The pain would have manifested much earlier had it not been for the cruel decision to allow savers with the NSSF to prematurely access their money. This defused demands for a fiscal stimulus by nudging people to gnaw at their pensions.

Now that the money is spent and demands are growing the sense of frustration is rising again. In the most recent Afrobarometer survey of Uganda, in 2022, 52 percent of respondents said Uganda was headed in the wrong direction. Seven in 10 said they had experienced moderate or severe poverty in the year up to the time of the survey.

These deprivations will sooner or later metastasize into a malignant political problem. Six in 10 respondents told Afrobarometer that the government is doing a bad job of improving the living standards of the poor.
The data show the opportunity for urgent reforms and the dangers of inaction. Young Ugandans, the report notes, are better educated than their elders but also more likely to be unemployed. They are also less likely to engage in political processes. Give them jobs, better health, education and access to water and they are likely to mind their own business.

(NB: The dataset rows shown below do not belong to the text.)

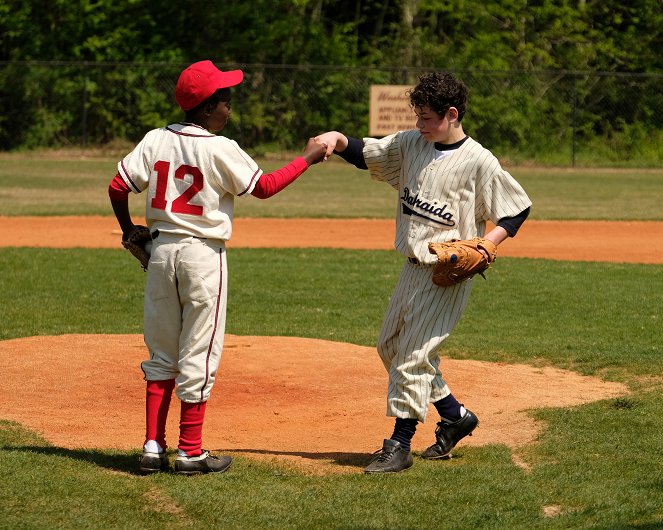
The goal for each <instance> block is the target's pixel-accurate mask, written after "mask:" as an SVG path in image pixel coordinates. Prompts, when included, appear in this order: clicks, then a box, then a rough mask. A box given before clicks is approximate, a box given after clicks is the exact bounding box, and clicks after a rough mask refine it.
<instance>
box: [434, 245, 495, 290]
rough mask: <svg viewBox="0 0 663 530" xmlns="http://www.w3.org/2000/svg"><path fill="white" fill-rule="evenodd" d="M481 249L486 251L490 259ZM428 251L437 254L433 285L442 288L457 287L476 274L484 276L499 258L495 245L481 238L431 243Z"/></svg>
mask: <svg viewBox="0 0 663 530" xmlns="http://www.w3.org/2000/svg"><path fill="white" fill-rule="evenodd" d="M481 249H483V250H485V251H486V253H487V254H488V258H486V256H485V255H484V253H483V252H481ZM428 251H429V252H430V253H431V254H437V263H435V265H433V283H434V284H435V285H440V286H442V287H449V286H450V285H455V284H457V283H460V282H462V281H465V280H467V279H469V278H471V277H472V276H475V275H476V274H480V275H481V276H483V273H484V271H485V270H486V269H487V268H488V267H489V265H490V264H491V263H492V262H493V261H495V259H496V258H497V247H496V246H495V244H494V243H493V242H492V241H488V240H487V239H484V238H481V237H475V238H474V239H462V240H458V239H452V240H451V241H448V242H446V243H429V244H428ZM483 277H484V278H485V276H483Z"/></svg>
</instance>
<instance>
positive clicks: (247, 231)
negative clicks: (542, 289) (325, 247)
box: [0, 216, 663, 263]
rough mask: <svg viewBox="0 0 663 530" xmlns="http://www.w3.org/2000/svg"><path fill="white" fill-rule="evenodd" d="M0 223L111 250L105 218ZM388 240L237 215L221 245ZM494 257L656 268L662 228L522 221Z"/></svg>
mask: <svg viewBox="0 0 663 530" xmlns="http://www.w3.org/2000/svg"><path fill="white" fill-rule="evenodd" d="M138 221H140V220H137V222H138ZM0 223H1V225H2V227H3V230H2V231H0V247H7V246H28V247H50V248H67V247H72V246H74V247H75V246H91V247H97V248H119V232H118V230H117V223H116V222H115V220H114V218H111V217H101V216H99V217H85V218H84V219H81V218H78V217H1V216H0ZM393 240H394V221H393V220H376V219H351V220H350V219H338V220H330V219H241V218H239V219H236V220H235V222H234V229H233V237H232V240H231V243H230V245H229V247H237V248H239V247H246V248H258V247H262V248H297V247H330V248H348V249H391V248H393ZM616 249H622V252H621V253H620V254H617V251H616ZM624 250H626V252H624ZM499 255H500V256H504V257H532V258H545V259H557V260H585V261H614V262H624V263H663V223H662V222H648V221H630V222H621V221H620V222H610V221H599V222H592V221H565V222H557V221H536V220H528V221H527V222H526V223H525V225H524V226H523V228H522V230H521V231H520V232H519V233H518V235H517V237H515V238H513V239H509V240H507V241H505V242H504V243H503V244H502V245H500V251H499Z"/></svg>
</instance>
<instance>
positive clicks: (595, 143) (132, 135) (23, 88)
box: [0, 62, 663, 167]
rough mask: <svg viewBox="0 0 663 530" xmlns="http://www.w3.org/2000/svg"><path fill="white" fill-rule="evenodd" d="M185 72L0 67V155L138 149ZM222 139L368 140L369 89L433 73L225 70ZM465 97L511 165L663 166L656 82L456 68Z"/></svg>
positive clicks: (472, 109)
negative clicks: (134, 143) (32, 150)
mask: <svg viewBox="0 0 663 530" xmlns="http://www.w3.org/2000/svg"><path fill="white" fill-rule="evenodd" d="M186 66H187V64H173V63H84V62H80V63H69V62H67V63H65V62H5V63H0V106H1V108H2V112H1V113H0V150H5V151H7V150H17V149H38V148H46V147H49V148H52V147H70V146H78V147H98V146H104V145H107V144H108V143H110V142H113V141H115V140H118V139H119V140H125V141H128V142H131V143H134V142H137V141H138V140H140V138H142V136H143V135H144V134H145V132H147V131H148V130H149V129H151V128H154V127H161V126H163V125H164V124H166V123H171V122H175V121H179V120H180V119H181V118H182V114H181V112H180V111H179V109H178V108H177V105H176V104H175V101H174V97H173V93H174V88H175V83H176V81H177V78H178V76H179V73H180V72H181V70H182V69H183V68H185V67H186ZM218 66H219V67H220V68H221V69H224V70H227V69H235V68H241V69H242V70H244V72H245V81H244V83H242V84H241V85H239V86H238V87H236V88H235V89H234V92H233V102H232V105H233V117H232V119H231V122H230V123H229V125H228V127H227V128H226V130H225V131H224V135H226V136H229V137H231V138H234V139H236V140H237V141H238V142H239V143H240V145H242V146H243V147H244V148H245V149H247V150H253V151H254V152H260V151H263V152H267V151H276V150H282V149H298V150H299V149H301V148H303V146H304V144H305V141H306V139H308V138H309V137H310V136H314V135H316V134H318V133H320V132H324V131H327V130H332V129H336V130H340V131H343V132H344V133H346V134H349V135H351V136H356V137H361V136H365V135H367V132H368V122H369V90H370V86H371V85H374V84H382V85H391V84H394V85H414V84H416V82H417V79H418V76H419V75H421V74H422V73H424V72H427V71H429V70H430V69H421V68H400V69H398V68H362V67H338V66H305V65H258V64H226V65H218ZM452 73H454V74H455V75H457V76H458V77H460V78H461V79H463V80H464V81H465V83H466V84H467V85H468V88H469V90H470V101H469V108H468V112H467V114H466V117H465V118H464V122H463V124H464V128H465V130H466V132H467V133H468V134H470V135H471V136H473V137H474V138H475V139H476V140H478V141H479V142H481V143H482V144H483V145H484V146H485V147H488V148H489V149H491V150H492V151H493V152H494V153H495V154H496V155H497V156H498V157H499V158H500V159H502V160H505V161H509V162H512V163H538V164H549V165H562V166H575V165H582V166H639V167H652V166H660V165H662V164H663V88H662V87H663V84H662V81H663V75H657V74H616V73H601V72H598V73H597V72H572V71H542V72H524V71H511V72H504V71H499V72H498V71H478V70H467V71H462V70H456V71H453V72H452Z"/></svg>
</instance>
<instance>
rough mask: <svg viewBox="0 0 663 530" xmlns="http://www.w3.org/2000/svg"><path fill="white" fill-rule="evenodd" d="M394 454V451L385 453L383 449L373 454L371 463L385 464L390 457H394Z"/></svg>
mask: <svg viewBox="0 0 663 530" xmlns="http://www.w3.org/2000/svg"><path fill="white" fill-rule="evenodd" d="M395 454H396V453H395V451H385V450H384V448H383V449H378V450H377V451H375V453H373V458H372V459H371V462H375V461H377V462H387V461H388V460H390V459H391V457H392V456H394V455H395Z"/></svg>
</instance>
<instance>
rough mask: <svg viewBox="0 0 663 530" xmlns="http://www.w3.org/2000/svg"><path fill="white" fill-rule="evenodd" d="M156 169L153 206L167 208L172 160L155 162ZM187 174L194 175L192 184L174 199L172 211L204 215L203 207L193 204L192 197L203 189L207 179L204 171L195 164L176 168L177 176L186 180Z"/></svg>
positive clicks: (182, 212) (192, 214) (181, 179)
mask: <svg viewBox="0 0 663 530" xmlns="http://www.w3.org/2000/svg"><path fill="white" fill-rule="evenodd" d="M154 170H155V171H156V172H157V189H156V195H155V196H154V198H152V203H151V204H152V208H155V209H157V210H165V209H166V207H167V206H168V201H167V200H166V188H167V187H168V177H169V175H170V162H166V161H165V160H159V161H158V162H157V163H155V164H154ZM187 175H191V176H192V177H193V181H192V182H191V185H190V186H189V187H188V188H187V189H186V190H184V191H183V192H182V194H181V195H180V196H179V197H177V199H175V200H174V201H173V205H172V206H171V208H170V211H171V212H173V213H185V214H189V215H203V207H202V206H200V205H198V204H191V202H190V201H191V199H192V198H193V197H195V196H196V195H197V194H198V193H199V192H200V190H202V189H203V185H204V182H205V179H204V178H203V173H202V171H200V169H198V168H197V167H194V166H187V165H181V166H179V167H178V168H177V169H176V170H175V178H176V179H178V180H184V178H185V177H186V176H187Z"/></svg>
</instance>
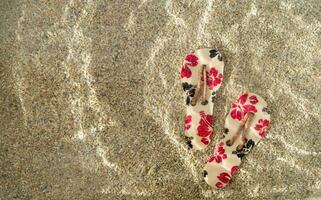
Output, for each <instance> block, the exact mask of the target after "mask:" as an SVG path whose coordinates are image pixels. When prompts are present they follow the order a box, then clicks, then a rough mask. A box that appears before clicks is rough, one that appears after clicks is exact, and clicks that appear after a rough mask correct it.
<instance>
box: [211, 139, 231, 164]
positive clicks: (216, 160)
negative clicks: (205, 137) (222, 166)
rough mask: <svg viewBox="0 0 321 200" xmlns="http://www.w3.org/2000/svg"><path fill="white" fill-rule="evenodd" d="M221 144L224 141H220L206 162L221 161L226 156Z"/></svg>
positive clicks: (224, 151)
mask: <svg viewBox="0 0 321 200" xmlns="http://www.w3.org/2000/svg"><path fill="white" fill-rule="evenodd" d="M223 146H224V142H221V143H220V144H219V145H218V147H217V150H216V152H215V153H214V155H213V156H211V157H210V159H208V162H213V161H214V160H215V162H217V163H221V162H222V160H224V159H226V158H227V154H226V153H225V149H224V147H223Z"/></svg>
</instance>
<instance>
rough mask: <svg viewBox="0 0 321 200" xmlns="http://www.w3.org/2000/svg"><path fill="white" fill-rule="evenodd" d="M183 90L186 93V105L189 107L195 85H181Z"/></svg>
mask: <svg viewBox="0 0 321 200" xmlns="http://www.w3.org/2000/svg"><path fill="white" fill-rule="evenodd" d="M182 86H183V90H184V91H185V92H186V105H190V103H191V101H192V98H193V97H194V95H195V87H196V86H195V85H192V84H189V83H186V82H185V83H182Z"/></svg>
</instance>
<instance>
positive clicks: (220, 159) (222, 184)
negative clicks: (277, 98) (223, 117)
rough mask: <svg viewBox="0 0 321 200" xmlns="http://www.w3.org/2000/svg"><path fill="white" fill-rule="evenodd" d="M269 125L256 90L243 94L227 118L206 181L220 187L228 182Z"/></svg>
mask: <svg viewBox="0 0 321 200" xmlns="http://www.w3.org/2000/svg"><path fill="white" fill-rule="evenodd" d="M269 125H270V114H269V113H268V112H267V104H266V102H265V101H264V100H263V99H262V98H261V97H260V96H258V95H256V94H254V93H248V92H245V93H243V94H242V95H241V96H240V97H239V98H238V100H237V101H236V102H235V103H233V104H232V108H231V110H230V112H229V113H228V115H227V117H226V120H225V128H224V134H223V138H222V139H221V140H220V141H219V142H218V145H217V146H216V148H215V152H214V154H213V155H211V156H210V158H209V159H208V161H207V163H206V165H205V169H204V177H205V181H206V182H207V183H208V184H209V185H210V186H212V187H214V188H217V189H221V188H223V187H224V186H225V185H227V184H228V183H229V182H230V180H231V177H232V175H233V173H234V172H235V171H236V170H237V168H238V166H239V165H240V164H241V159H242V157H243V156H244V155H246V154H248V153H249V151H250V150H251V149H252V148H253V146H254V145H255V144H257V143H258V142H259V141H260V139H261V138H262V137H264V136H265V134H266V132H267V130H268V127H269Z"/></svg>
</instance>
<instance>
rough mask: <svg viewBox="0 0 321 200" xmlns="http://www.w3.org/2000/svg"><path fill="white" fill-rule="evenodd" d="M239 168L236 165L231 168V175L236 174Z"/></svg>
mask: <svg viewBox="0 0 321 200" xmlns="http://www.w3.org/2000/svg"><path fill="white" fill-rule="evenodd" d="M237 168H238V166H237V165H235V166H233V167H232V168H231V175H233V174H234V173H235V171H236V170H237Z"/></svg>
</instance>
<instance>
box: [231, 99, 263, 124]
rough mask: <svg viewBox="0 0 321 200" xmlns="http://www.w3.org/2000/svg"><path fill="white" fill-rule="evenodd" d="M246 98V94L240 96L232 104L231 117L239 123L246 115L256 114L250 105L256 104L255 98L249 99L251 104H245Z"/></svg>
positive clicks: (256, 101) (253, 108)
mask: <svg viewBox="0 0 321 200" xmlns="http://www.w3.org/2000/svg"><path fill="white" fill-rule="evenodd" d="M247 97H248V93H245V94H243V95H242V96H240V98H239V99H238V100H237V101H236V102H235V103H233V104H232V111H231V117H232V118H233V119H235V120H239V121H241V120H242V119H243V117H244V116H245V115H246V113H248V112H254V113H256V112H257V110H256V108H255V106H254V105H252V104H256V103H257V102H258V100H257V98H256V96H251V97H250V103H251V104H246V100H247Z"/></svg>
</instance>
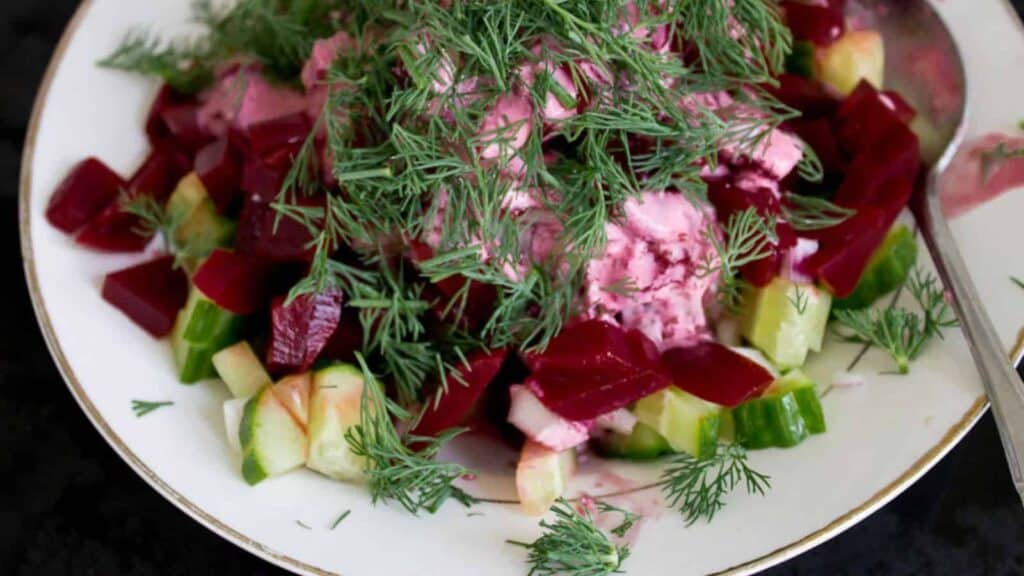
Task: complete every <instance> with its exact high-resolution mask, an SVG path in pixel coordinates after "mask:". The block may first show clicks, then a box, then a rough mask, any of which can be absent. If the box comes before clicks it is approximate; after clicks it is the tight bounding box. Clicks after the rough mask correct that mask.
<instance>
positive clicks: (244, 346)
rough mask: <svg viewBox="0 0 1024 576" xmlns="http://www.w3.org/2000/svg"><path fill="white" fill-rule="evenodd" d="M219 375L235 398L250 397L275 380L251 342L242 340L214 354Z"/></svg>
mask: <svg viewBox="0 0 1024 576" xmlns="http://www.w3.org/2000/svg"><path fill="white" fill-rule="evenodd" d="M212 360H213V367H214V368H215V369H216V370H217V375H219V376H220V379H221V380H223V381H224V384H226V385H227V389H229V390H231V396H233V397H234V398H250V397H251V396H253V395H255V394H256V393H257V392H259V390H260V389H262V388H263V386H265V385H268V384H270V383H271V382H273V380H272V379H270V375H269V374H267V373H266V369H265V368H263V364H262V363H260V361H259V358H257V357H256V353H254V352H253V348H252V346H250V345H249V342H247V341H245V340H242V341H241V342H238V343H236V344H232V345H230V346H227V347H226V348H223V349H221V351H220V352H218V353H217V354H215V355H213V359H212Z"/></svg>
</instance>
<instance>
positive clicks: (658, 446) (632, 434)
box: [595, 422, 670, 460]
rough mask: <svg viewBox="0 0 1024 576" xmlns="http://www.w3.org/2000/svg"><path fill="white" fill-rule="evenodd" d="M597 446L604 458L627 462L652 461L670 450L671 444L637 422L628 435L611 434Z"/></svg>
mask: <svg viewBox="0 0 1024 576" xmlns="http://www.w3.org/2000/svg"><path fill="white" fill-rule="evenodd" d="M595 446H596V448H597V452H598V453H599V454H601V455H602V456H607V457H610V458H625V459H627V460H652V459H654V458H657V457H658V456H660V455H662V454H665V453H666V452H669V450H670V447H669V442H668V441H667V440H665V438H663V437H662V435H659V434H657V430H655V429H654V428H652V427H650V426H648V425H647V424H644V423H643V422H637V423H636V425H634V426H633V431H632V433H630V434H628V435H626V434H620V433H610V434H608V435H606V436H603V437H601V438H599V439H597V441H596V443H595Z"/></svg>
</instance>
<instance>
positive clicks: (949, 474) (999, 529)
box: [0, 0, 1024, 576]
mask: <svg viewBox="0 0 1024 576" xmlns="http://www.w3.org/2000/svg"><path fill="white" fill-rule="evenodd" d="M126 1H127V0H126ZM135 1H141V0H135ZM182 1H184V0H182ZM959 1H967V0H959ZM1015 3H1016V4H1017V5H1018V7H1019V8H1021V7H1024V0H1017V1H1016V2H1015ZM76 5H77V0H29V1H17V0H0V54H3V55H2V59H0V222H2V223H3V225H0V258H2V260H0V261H6V262H8V263H9V266H8V273H7V274H6V276H5V278H4V279H3V282H0V290H2V292H0V293H2V294H3V295H4V296H5V297H4V298H3V299H2V300H0V301H2V302H3V304H4V307H2V308H0V323H2V324H3V327H2V329H0V575H11V576H13V575H18V576H44V575H60V576H62V575H75V576H80V575H82V576H84V575H97V576H111V575H125V576H143V575H156V574H160V575H182V576H184V575H188V576H203V575H208V574H211V575H218V576H233V575H243V574H245V575H250V576H259V575H278V574H284V572H283V571H281V570H278V569H275V568H273V567H271V566H269V565H267V564H265V563H263V562H262V561H260V560H258V559H256V558H254V557H252V556H250V554H249V553H247V552H245V551H243V550H242V549H240V548H237V547H234V546H233V545H232V544H229V543H228V542H226V541H225V540H222V539H221V538H220V537H218V536H216V535H214V534H213V533H212V532H210V531H208V530H207V529H205V528H203V527H202V526H200V525H199V524H197V523H195V522H193V521H191V520H189V519H188V518H187V517H186V516H185V515H184V513H182V512H180V511H178V510H177V509H176V508H175V507H174V506H172V505H171V504H170V503H169V502H167V501H166V500H164V499H163V498H162V497H161V496H159V495H158V494H157V493H156V492H155V491H153V490H152V489H151V488H150V487H148V486H147V485H146V484H145V483H143V482H142V480H141V479H139V478H138V477H137V476H135V474H134V472H132V471H131V469H130V468H129V467H128V466H127V465H126V464H125V463H124V462H123V461H121V459H120V458H119V457H118V456H117V455H116V454H115V453H114V451H113V450H112V449H111V448H110V447H109V446H108V445H106V444H105V443H104V442H103V440H102V439H101V438H100V436H99V435H98V434H97V433H96V431H95V430H94V429H93V427H92V426H91V424H90V423H89V422H88V420H87V419H86V417H85V415H84V414H83V413H82V412H81V411H80V410H79V408H78V406H77V405H76V404H75V401H74V400H73V399H72V396H71V394H69V392H68V390H67V388H66V386H65V383H63V381H61V379H60V376H59V374H58V373H57V371H56V369H55V367H54V365H53V363H52V361H51V360H50V358H49V356H48V354H47V352H46V347H45V345H44V343H43V339H42V337H41V335H40V333H39V329H38V328H37V326H36V322H35V319H34V317H33V314H32V310H31V306H30V303H29V297H28V294H27V291H26V288H25V281H24V280H23V276H22V272H20V266H19V265H17V264H16V263H15V262H18V261H19V260H20V255H19V249H18V236H17V219H16V196H17V186H18V184H17V182H18V165H19V162H20V150H22V145H23V140H24V138H25V130H26V126H27V124H28V120H29V115H30V111H31V108H32V101H33V97H34V95H35V92H36V89H37V86H38V83H39V81H40V79H41V77H42V74H43V71H44V69H45V67H46V63H47V60H48V58H49V56H50V53H51V52H52V50H53V47H54V46H55V44H56V42H57V40H58V39H59V37H60V33H61V31H62V29H63V27H65V25H66V23H67V22H68V19H69V18H70V17H71V15H72V12H73V11H74V9H75V6H76ZM1022 106H1024V105H1022ZM1022 110H1024V108H1022ZM808 505H813V504H812V503H808ZM794 513H799V510H794ZM396 545H400V543H399V542H396ZM627 568H628V567H627ZM1022 573H1024V510H1022V508H1021V501H1020V499H1019V498H1018V496H1017V494H1016V493H1015V491H1014V489H1013V486H1012V484H1011V482H1010V477H1009V475H1008V472H1007V469H1006V464H1005V463H1004V461H1002V453H1001V449H1000V447H999V443H998V438H997V436H996V431H995V427H994V425H993V423H992V420H991V417H990V416H988V415H986V416H985V417H984V418H983V419H982V420H981V422H980V423H979V424H978V426H977V427H976V428H975V429H974V430H973V431H972V433H971V434H970V435H969V436H968V437H967V439H966V440H965V441H964V442H963V443H961V444H959V445H958V446H957V447H956V448H955V449H954V450H953V451H952V452H951V453H950V454H949V455H948V456H947V457H946V458H945V459H944V460H942V462H940V463H939V464H938V465H937V466H936V467H935V468H934V469H933V470H932V471H930V472H929V474H928V475H927V476H925V478H924V479H922V480H921V481H920V482H918V483H916V484H915V485H914V486H913V487H911V488H910V489H909V490H907V491H906V492H905V493H904V494H903V495H901V496H900V497H898V498H897V499H896V500H894V501H893V502H892V503H891V504H889V505H888V506H886V507H885V508H883V509H882V510H880V511H878V512H876V513H874V515H873V516H871V517H870V518H868V519H867V520H865V521H864V522H862V523H861V524H859V525H858V526H856V527H855V528H853V529H851V530H849V531H847V532H846V533H844V534H843V535H841V536H839V537H837V538H835V539H833V540H830V541H829V542H827V543H825V544H823V545H821V546H818V547H816V548H814V549H813V550H811V551H809V552H807V553H806V554H803V556H802V557H800V558H798V559H796V560H794V561H791V562H788V563H786V564H784V565H782V566H780V567H778V568H775V569H772V570H770V571H768V572H767V574H770V575H772V576H790V575H817V574H823V575H824V574H827V575H839V574H851V575H861V574H878V575H893V576H895V575H916V574H938V575H944V574H956V575H973V574H979V575H981V574H984V575H1002V574H1006V575H1016V574H1022Z"/></svg>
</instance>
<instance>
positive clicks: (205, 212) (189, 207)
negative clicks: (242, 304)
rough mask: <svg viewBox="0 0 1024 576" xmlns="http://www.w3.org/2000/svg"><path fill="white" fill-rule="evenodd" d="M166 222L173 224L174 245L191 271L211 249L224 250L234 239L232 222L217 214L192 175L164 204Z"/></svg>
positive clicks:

The problem is likely to emerge from within the middling middle class. Poor people who’ve never had don’t know what they are missing but the folks who have lost their houses, cars and businesses are less likely to forgive, or forget. Moi and the KANU system in Kenya were forced out by those who had been kicked off the ladder of opportunity, not those who had never climbed the first rung. Policy and succession planners in Uganda had better pay attention.
Mr Kalinaki is a journalist and  poor man’s freedom fighter.